Women have taken the lead in the protests, with many stripping off the compulsory headscarf in public or cutting their hair. The protesters have called for the overthrow of Iran’s ruling clerics in one of the biggest challenges to their rule since the 1979 Islamic Revolution that brought them to power.
‘Bad politics’
French Foreign Minister Catherine Colonna accused Iran of following “bad politics”. Iran is “not only practicing violence against its own people but is also practicing a policy of keeping people hostage, which is particularly shocking,” she told LCI television on Thursday.
“In France, not only does freedom of the press exist – unlike what happens in Iran – it is also exercised under the control of judges and an independent justice system, which is something that Iran undoubtedly knows little about.
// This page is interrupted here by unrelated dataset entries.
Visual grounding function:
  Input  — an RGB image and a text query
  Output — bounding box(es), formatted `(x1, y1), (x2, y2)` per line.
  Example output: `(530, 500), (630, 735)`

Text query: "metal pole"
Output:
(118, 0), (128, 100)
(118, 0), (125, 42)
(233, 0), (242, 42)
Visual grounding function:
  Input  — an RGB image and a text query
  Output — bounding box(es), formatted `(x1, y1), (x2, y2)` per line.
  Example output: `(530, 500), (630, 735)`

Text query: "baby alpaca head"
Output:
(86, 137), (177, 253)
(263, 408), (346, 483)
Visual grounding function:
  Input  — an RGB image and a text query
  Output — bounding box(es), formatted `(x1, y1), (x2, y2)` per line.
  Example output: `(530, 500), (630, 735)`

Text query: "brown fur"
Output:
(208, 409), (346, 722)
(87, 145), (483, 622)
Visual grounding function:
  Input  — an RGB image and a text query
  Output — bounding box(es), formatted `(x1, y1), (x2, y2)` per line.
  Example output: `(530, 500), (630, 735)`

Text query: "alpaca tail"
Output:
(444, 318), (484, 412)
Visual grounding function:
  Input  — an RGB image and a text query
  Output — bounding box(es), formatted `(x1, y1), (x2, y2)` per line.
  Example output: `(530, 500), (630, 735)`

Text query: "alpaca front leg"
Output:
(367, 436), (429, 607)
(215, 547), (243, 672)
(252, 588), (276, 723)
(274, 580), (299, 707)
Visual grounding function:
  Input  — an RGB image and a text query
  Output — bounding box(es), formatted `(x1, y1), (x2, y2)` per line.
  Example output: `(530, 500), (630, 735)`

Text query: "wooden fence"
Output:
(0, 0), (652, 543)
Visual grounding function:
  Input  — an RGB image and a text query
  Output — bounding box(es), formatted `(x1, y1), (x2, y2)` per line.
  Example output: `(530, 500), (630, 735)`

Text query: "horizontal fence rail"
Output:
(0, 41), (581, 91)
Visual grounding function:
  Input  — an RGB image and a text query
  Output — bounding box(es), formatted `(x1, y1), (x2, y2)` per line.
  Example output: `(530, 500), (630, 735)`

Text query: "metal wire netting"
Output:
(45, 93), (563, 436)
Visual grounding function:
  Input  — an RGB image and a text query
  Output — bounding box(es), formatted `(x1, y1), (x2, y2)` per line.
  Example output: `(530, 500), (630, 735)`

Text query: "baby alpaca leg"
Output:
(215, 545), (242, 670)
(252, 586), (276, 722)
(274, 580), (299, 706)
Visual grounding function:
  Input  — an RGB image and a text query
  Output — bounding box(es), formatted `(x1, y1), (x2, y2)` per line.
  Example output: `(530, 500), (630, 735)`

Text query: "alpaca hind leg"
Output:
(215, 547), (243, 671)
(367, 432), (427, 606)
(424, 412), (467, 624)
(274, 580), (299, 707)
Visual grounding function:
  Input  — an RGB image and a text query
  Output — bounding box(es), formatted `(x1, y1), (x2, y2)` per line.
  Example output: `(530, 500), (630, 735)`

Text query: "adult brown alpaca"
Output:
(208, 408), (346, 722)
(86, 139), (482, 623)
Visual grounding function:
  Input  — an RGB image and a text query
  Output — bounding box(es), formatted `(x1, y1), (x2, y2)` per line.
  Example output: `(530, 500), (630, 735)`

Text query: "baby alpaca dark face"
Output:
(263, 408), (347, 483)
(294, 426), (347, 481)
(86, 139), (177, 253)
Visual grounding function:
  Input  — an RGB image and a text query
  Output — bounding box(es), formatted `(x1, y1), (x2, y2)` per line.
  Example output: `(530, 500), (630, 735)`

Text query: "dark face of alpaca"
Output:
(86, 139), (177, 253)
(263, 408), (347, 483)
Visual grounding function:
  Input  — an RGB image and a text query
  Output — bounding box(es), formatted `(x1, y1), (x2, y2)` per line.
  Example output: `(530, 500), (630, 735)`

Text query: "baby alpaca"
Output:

Also in French law we do not have the notion of blasphemy,” Colonna continued.
Colonna did not respond directly to the ambassador being summoned on Wednesday or expressly defend Charlie Hebdo.
Hate speech versus blasphemy
Charlie Hebdo has repeatedly caused diplomatic problems for the French government, which has no links with the publication but is blamed by some people for its support of freedom of expression.
France has strict hate speech laws that criminalise discriminatory comments or those inciting violence against racial or religious groups, but it does not have “blasphemy” laws that impose limits on what can be said – or drawn – about religions or religious figures.
>> Looking back at France’s long tradition of caricature
This constitutionally protected freedom is rooted in the country's own centuries-long struggle against the previously overarching power of the Catholic Church.
Likewise, political leaders and public figures are offered protection from falsehoods by libel and defamation laws, but not from mockery or criticism.
Anti-France demonstrations and calls to boycott French goods swept through many Muslim-majority countries in 2020 after Macron defended the right of cartoonists to be blasphemous.
In October 2020, the Turkish government accused Charlie Hebdo of "cultural racism" and serving French President Emmanuel Macron's supposedly "anti-Muslim agenda" after Turkish President Recep Tayyip Erdogan was depicted on the front page depicted in a T-shirt and underpants, drinking a can of beer while lifting up the skirt of a woman wearing a hijab.
The same month, French school teacher Samuel Paty was attacked and beheaded for showing cartoons of the prophet in his class as part of a discussion about freedom of speech – a gruesome murder that shocked France. Paty showed the images to his civics class while emphasising that students could choose not to look at them if they were offended.
For his part, Macron has criticised "a confusion that has been fed by many media – and sometimes political and religious leaders – that these caricatures are in some way a project or creation of the French government or the president".